Loading the latest N rows into the cache seems way too fast.

Started by Ronabout 1 year ago7 messagesgeneral
Jump to latest
#1Ron
ronljohnsonjr@gmail.com

PG 9.6.24 and PG 14.15, if it matters.
(Yes, 9.6 is really EOL. I don't control that.)

(I could use pg_prewarm, but the table is much bigger than RAM, and
last_block value only has the newest record if data has never been
deleted. The oldest records regularly get deleted, and then the table is
vacuumed; thus, new records can be anywhere in the table.)

Thus, roll my own cache-loading statement.

The bigint "id" column in "mytbl" is populated from a sequence, and so is
monotonically increasing: the newest records will have the biggest id
values.
The table also has a bytea column that averages about 100KB.

Loading 200K rows is more than 200MB. I expected this "prewarm" statement
to take much longer than 1/2 second. Am I still in the dark ages of
computer speed, or is this statement not doing what I hope it's doing?

$ time psql -h foo bar -Xc "DO \$\$ BEGIN PERFORM * FROM mytbl ORDER BY id
DESC LIMIT 200000 ; END \$\$;"
DO

real 0m0.457s
user 0m0.005s
sys 0m0.004s

--
Death to <Redacted>, and butter sauce.
Don't boil me, I'm still alive.
<Redacted> lobster!

#2Christoph Moench-Tegeder
cmt@burggraben.net
In reply to: Ron (#1)
Re: Loading the latest N rows into the cache seems way too fast.

## Ron Johnson (ronljohnsonjr@gmail.com):

Loading 200K rows is more than 200MB. I expected this "prewarm" statement
to take much longer than 1/2 second. Am I still in the dark ages of
computer speed, or is this statement not doing what I hope it's doing?

$ time psql -h foo bar -Xc "DO \$\$ BEGIN PERFORM * FROM mytbl ORDER BY id
DESC LIMIT 200000 ; END \$\$;"

You can check what that statement does - e.g. in pg_stat_statements,
or (on an idle database, so the effects aren't lost in the noise) in
pg_stat_database or pg_statio_user_tables.
Between what the storage components of the last decade (e.g. those
SATA SSDs which are already being replaced in the market by NVME)
can deliver (>400MB/s, often marketed as ">500 MB/s" but on SATA that's
optimistic) and the fact that there are most likely some blocks
in the database' buffer and/or the OS buffer, the observed throughput
is not neccessarily unrealistic.

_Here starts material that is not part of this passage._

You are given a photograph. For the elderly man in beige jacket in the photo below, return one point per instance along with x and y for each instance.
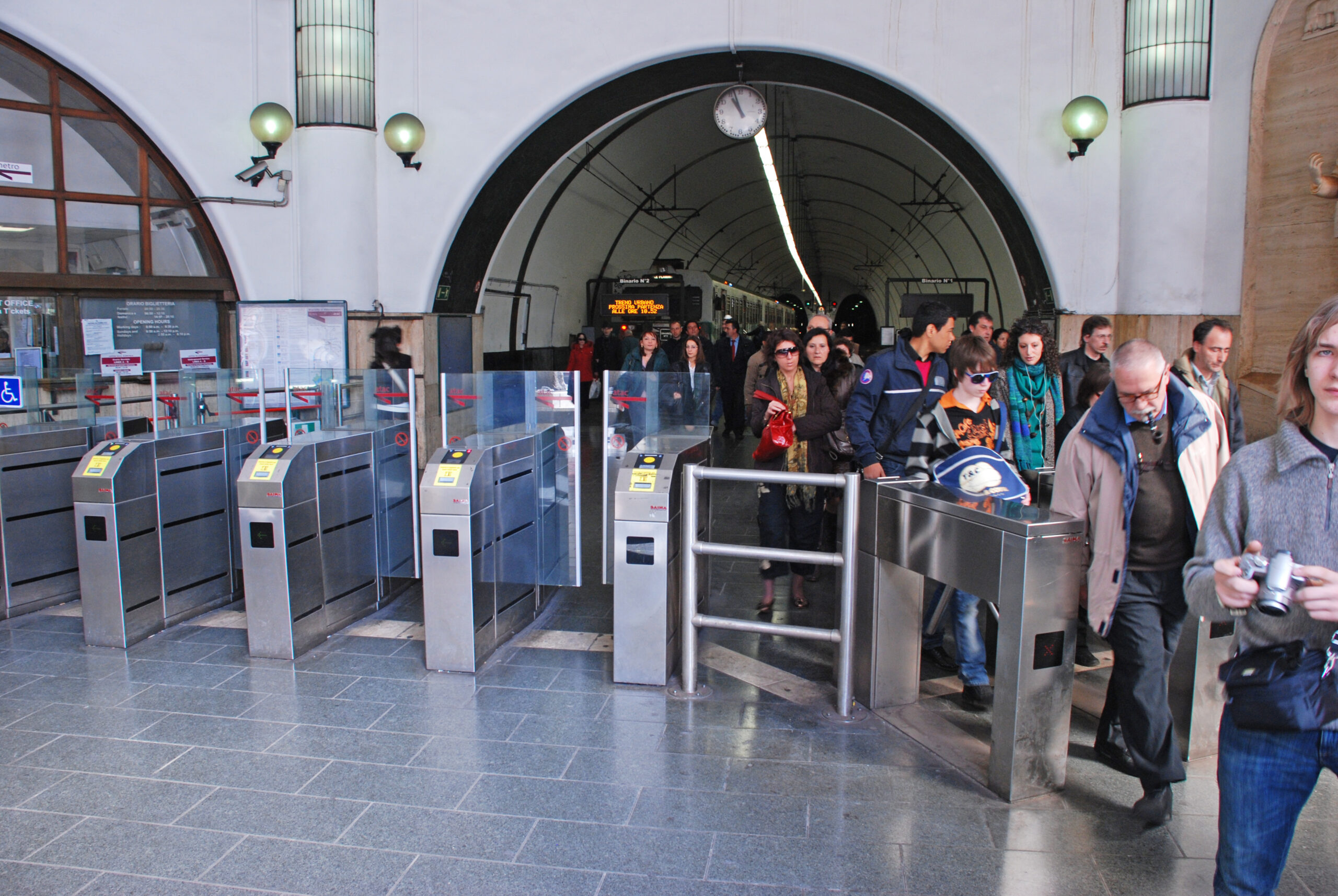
(1140, 468)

With modern "server" hardware, getting
throughput in the "gigabytes per second" range is considered normal and
expected.

Regards,
Christoph

--
Spare Space

#3Tom Lane
tgl@sss.pgh.pa.us
In reply to: Ron (#1)
Re: Loading the latest N rows into the cache seems way too fast.

Ron Johnson <ronljohnsonjr@gmail.com> writes:

The bigint "id" column in "mytbl" is populated from a sequence, and so is
monotonically increasing: the newest records will have the biggest id
values.
The table also has a bytea column that averages about 100KB.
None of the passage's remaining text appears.